The relative quantification is expressed as the ratio of NRP1 and NRP2/transcription of exponential-oxygenated phase. The presented data have statistically significant differences compared to exponential phase values (P<0.05).

Figure 4. In vivo transcription of genes in M. tuberculosis H37Rv during long-lasting TB infection in mice.

The relative quantification is expressed as the ratio of infection at months 1, 3, 5 and reactivation/transcription at day 28 of progressive infection TB. The presented data have statistically significant differences compared to transcription values at day 28 of progressive infection TB (P<0.05).

Figure 5. In vivo transcription of genes of M. tuberculosis H37Rv during progressive tuberculosis in mice.

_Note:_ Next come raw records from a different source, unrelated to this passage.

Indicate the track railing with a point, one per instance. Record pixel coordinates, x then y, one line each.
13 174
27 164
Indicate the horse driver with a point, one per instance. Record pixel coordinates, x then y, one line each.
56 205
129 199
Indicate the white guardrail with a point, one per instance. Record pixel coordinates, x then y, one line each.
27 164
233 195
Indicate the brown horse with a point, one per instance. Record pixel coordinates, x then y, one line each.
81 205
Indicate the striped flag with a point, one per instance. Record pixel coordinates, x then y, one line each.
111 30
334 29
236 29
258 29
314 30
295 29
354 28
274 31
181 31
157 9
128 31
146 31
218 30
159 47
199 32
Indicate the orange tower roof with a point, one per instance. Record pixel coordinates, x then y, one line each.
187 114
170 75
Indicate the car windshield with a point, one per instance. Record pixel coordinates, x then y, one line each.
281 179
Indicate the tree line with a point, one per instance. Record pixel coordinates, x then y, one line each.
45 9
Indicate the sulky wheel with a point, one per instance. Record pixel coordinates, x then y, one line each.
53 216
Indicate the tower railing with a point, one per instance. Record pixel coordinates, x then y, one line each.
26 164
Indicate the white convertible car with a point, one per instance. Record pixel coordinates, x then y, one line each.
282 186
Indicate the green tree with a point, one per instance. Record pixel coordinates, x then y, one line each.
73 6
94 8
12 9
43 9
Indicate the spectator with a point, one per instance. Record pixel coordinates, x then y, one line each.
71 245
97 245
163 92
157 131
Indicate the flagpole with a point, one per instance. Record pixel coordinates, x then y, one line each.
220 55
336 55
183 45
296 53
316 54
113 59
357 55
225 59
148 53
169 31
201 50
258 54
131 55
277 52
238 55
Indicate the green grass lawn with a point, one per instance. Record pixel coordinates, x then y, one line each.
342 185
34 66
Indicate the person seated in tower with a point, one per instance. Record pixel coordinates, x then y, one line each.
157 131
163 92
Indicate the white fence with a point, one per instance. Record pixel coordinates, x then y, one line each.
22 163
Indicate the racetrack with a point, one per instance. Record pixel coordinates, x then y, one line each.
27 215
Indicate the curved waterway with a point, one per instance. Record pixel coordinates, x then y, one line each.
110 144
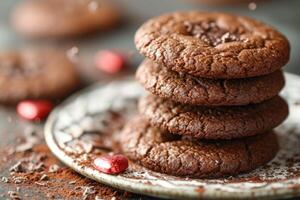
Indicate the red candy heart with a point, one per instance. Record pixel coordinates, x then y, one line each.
111 164
34 109
109 61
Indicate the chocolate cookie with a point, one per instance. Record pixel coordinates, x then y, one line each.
35 74
213 45
215 122
187 89
167 153
56 18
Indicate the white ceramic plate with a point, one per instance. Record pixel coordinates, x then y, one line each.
83 127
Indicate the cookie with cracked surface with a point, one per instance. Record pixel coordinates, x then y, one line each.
35 18
213 45
187 89
35 74
175 155
213 122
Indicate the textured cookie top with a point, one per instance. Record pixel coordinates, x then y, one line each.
33 73
213 45
56 18
187 89
179 156
215 122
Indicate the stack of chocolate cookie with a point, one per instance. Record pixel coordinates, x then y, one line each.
214 80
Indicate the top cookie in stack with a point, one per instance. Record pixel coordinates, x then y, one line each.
214 80
211 59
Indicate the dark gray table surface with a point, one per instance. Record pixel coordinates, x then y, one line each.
283 14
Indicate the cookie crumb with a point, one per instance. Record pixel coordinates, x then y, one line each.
4 179
54 168
44 177
72 53
252 6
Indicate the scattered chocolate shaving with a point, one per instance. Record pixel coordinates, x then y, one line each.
54 168
210 33
13 195
44 177
87 191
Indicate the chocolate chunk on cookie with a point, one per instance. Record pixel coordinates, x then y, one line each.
35 74
175 155
213 122
213 45
188 89
56 18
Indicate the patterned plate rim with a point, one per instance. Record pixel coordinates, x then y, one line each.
154 190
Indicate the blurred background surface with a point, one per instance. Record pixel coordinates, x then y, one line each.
284 15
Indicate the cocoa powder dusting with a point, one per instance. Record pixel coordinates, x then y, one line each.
36 174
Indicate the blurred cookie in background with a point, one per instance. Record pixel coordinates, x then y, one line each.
36 74
250 3
57 19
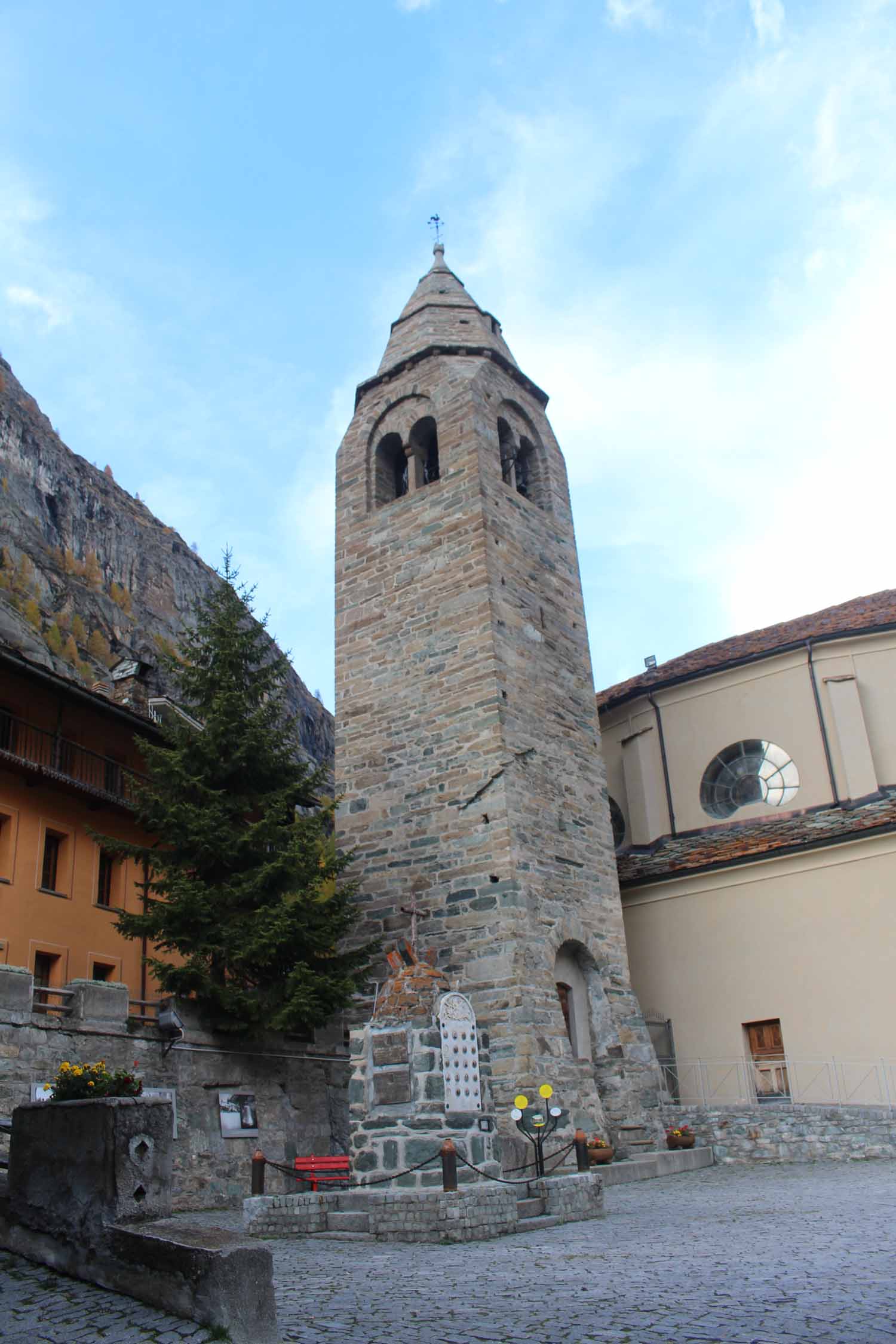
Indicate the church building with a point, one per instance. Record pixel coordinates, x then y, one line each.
754 797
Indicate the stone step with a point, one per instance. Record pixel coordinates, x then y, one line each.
354 1202
347 1237
530 1207
536 1225
347 1221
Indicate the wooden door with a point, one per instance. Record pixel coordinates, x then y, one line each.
768 1051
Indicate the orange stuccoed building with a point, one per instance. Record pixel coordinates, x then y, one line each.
69 762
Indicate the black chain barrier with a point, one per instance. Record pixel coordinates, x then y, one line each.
527 1180
382 1180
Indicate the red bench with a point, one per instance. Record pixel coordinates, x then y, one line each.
315 1170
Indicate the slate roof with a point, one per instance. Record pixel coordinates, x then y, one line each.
734 843
860 613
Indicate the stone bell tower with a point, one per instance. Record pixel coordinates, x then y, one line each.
467 746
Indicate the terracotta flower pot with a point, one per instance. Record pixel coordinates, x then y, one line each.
600 1155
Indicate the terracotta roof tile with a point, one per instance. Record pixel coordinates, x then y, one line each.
860 613
741 842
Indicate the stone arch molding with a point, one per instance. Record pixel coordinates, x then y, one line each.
593 1030
524 464
400 420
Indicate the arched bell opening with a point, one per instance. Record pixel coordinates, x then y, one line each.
390 470
425 447
507 452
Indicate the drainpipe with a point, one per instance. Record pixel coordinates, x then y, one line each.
143 950
821 725
665 762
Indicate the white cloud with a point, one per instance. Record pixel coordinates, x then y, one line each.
24 297
769 20
741 448
624 13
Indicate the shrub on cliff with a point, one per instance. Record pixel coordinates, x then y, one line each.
245 885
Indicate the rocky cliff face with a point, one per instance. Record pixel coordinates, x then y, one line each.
88 574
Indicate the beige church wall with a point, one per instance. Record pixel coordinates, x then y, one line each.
806 940
773 701
770 699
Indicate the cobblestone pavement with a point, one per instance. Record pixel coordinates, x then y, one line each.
801 1254
41 1307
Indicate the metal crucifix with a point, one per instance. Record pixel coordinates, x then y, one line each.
413 912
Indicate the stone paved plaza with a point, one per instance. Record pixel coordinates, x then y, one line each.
735 1254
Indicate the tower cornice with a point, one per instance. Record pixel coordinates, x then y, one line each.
432 351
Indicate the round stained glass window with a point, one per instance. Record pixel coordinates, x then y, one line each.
747 772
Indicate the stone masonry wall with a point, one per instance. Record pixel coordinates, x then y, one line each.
301 1101
432 1216
775 1133
468 748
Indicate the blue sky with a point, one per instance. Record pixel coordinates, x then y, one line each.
684 216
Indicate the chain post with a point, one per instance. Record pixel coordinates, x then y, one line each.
258 1173
449 1164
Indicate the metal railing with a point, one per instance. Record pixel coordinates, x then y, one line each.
58 759
816 1082
38 1003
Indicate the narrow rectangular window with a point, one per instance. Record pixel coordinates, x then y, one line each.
6 847
104 878
44 966
7 730
51 847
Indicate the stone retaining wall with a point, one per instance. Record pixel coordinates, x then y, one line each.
781 1133
474 1214
301 1101
571 1198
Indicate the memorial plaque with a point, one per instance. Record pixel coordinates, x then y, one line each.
460 1054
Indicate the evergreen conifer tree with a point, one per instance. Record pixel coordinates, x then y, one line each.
244 879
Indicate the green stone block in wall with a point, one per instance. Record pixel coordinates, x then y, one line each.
416 1149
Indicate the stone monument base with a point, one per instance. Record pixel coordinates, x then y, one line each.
473 1214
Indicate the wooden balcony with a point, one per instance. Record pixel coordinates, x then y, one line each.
54 757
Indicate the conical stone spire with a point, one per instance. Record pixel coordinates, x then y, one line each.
441 314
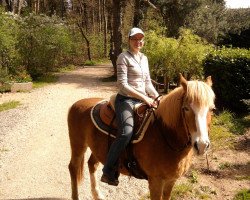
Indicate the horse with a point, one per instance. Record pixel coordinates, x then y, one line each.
179 130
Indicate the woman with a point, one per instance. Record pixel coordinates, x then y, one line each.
134 84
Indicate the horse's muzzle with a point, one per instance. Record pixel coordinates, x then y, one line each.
201 147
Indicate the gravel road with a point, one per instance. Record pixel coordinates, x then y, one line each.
34 144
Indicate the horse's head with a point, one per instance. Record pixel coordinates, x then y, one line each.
197 107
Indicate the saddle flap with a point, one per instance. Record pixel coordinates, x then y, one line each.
107 114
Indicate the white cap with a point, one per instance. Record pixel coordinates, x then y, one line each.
135 31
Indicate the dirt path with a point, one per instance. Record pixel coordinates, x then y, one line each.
34 145
35 152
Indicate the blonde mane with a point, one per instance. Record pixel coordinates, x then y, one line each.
198 92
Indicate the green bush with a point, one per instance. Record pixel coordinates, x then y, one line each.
8 42
169 57
230 71
44 42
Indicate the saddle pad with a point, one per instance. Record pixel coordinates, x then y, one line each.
104 128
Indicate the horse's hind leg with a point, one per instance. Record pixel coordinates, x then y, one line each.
93 164
76 170
168 186
155 188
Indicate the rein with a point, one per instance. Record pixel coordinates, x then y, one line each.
188 143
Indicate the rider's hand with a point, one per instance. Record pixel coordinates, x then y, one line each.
150 102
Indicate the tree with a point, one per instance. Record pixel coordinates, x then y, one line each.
174 13
209 21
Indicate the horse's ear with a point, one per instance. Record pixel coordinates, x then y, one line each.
209 81
183 82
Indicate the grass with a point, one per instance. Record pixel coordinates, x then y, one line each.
9 105
180 190
225 127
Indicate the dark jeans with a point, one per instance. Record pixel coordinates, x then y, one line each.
124 109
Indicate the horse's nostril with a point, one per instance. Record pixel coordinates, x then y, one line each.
208 145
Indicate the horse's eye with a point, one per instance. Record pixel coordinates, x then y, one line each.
185 108
212 109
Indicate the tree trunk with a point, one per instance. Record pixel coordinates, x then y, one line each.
117 34
86 39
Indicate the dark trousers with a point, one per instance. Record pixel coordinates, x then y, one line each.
124 109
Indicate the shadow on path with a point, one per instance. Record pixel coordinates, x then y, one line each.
90 76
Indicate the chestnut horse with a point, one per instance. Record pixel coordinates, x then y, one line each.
180 127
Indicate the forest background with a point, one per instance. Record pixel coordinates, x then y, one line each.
196 38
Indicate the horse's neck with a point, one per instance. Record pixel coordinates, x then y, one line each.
175 137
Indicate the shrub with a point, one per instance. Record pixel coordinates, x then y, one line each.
169 57
43 43
230 70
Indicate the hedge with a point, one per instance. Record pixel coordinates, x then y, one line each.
230 71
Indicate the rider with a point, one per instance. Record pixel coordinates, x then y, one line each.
135 86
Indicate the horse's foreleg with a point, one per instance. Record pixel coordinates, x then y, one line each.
76 171
168 186
93 164
155 188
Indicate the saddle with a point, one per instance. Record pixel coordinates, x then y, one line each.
103 116
142 114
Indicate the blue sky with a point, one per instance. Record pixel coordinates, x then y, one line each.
238 3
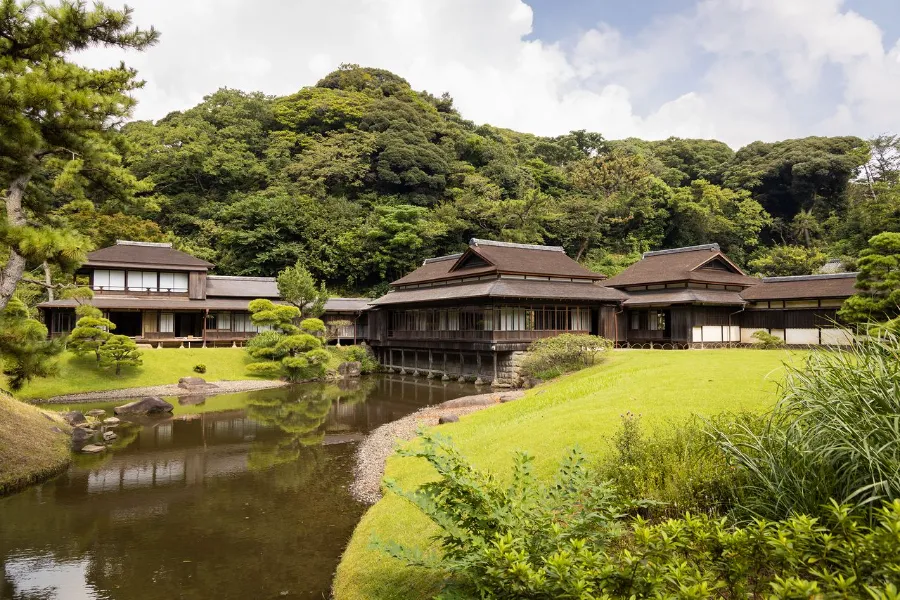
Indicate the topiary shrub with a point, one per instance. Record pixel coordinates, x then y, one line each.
550 357
766 340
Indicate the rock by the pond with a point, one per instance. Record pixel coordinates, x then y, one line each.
151 405
80 435
73 417
351 368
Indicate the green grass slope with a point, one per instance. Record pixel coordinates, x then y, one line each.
31 445
581 409
161 366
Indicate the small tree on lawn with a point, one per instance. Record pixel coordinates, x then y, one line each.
878 283
298 287
120 350
286 349
91 331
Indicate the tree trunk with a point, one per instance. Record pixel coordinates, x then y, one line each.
12 272
48 280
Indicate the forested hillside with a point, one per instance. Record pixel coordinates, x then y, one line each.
361 177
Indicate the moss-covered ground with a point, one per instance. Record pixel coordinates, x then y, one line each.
580 409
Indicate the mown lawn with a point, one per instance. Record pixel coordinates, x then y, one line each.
161 366
34 444
581 409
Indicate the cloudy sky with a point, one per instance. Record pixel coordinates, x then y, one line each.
735 70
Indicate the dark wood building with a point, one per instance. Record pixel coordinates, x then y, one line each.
159 295
470 315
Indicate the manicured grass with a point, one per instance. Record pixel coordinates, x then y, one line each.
161 366
30 449
581 409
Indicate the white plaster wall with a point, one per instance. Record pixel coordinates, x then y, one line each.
808 337
747 335
836 337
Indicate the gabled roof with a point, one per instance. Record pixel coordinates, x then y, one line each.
699 264
517 289
832 285
490 257
241 287
152 255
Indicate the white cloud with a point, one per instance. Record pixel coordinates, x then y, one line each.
738 70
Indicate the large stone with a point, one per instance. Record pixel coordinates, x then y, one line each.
351 368
74 417
151 405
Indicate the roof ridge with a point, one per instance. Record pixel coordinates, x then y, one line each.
480 242
147 244
710 247
241 277
815 277
428 261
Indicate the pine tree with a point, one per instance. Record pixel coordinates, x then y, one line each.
120 350
90 333
58 122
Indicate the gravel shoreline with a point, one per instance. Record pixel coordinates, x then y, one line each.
214 387
374 451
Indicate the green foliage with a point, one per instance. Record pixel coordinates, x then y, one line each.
781 261
678 469
58 141
878 282
91 332
766 340
119 351
833 435
287 349
364 356
25 351
553 356
572 539
297 286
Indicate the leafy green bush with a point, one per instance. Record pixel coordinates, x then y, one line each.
551 357
679 468
363 355
835 433
572 538
767 341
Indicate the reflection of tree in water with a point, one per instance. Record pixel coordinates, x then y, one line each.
301 415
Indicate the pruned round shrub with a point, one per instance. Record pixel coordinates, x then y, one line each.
553 356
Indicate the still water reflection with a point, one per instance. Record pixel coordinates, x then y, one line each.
235 496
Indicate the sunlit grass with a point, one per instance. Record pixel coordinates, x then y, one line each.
581 409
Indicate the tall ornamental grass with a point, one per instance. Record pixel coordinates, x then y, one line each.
834 434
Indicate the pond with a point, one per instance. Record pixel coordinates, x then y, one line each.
232 496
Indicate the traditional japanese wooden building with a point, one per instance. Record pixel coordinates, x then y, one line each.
159 295
472 314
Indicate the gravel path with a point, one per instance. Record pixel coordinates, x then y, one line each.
381 443
216 387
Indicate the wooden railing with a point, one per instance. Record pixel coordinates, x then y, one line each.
479 335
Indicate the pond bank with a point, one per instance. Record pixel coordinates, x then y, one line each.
34 445
381 443
214 387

The relative quantification is expressed as the ratio of infection at days 1 and 120/transcription at day 28 of progressive infection TB. The presented data have statistically significant differences compared to transcription values at day 28 of progressive infection TB (P<0.05).

Figure 6. Model showing accumulation of DAT and SL/PAT precursors in latent M. tuberculosis.

The diminished transcription of mmpL8 and mmpL10 might avoid the complete biosynthesis of trehalose-based glycolipids and the subsequent accumulation of precursors as polar glycolipids and DAT in the plasma membrane (See discussion for details). Plasma membrane (PM); external side of cell wall (ESCW).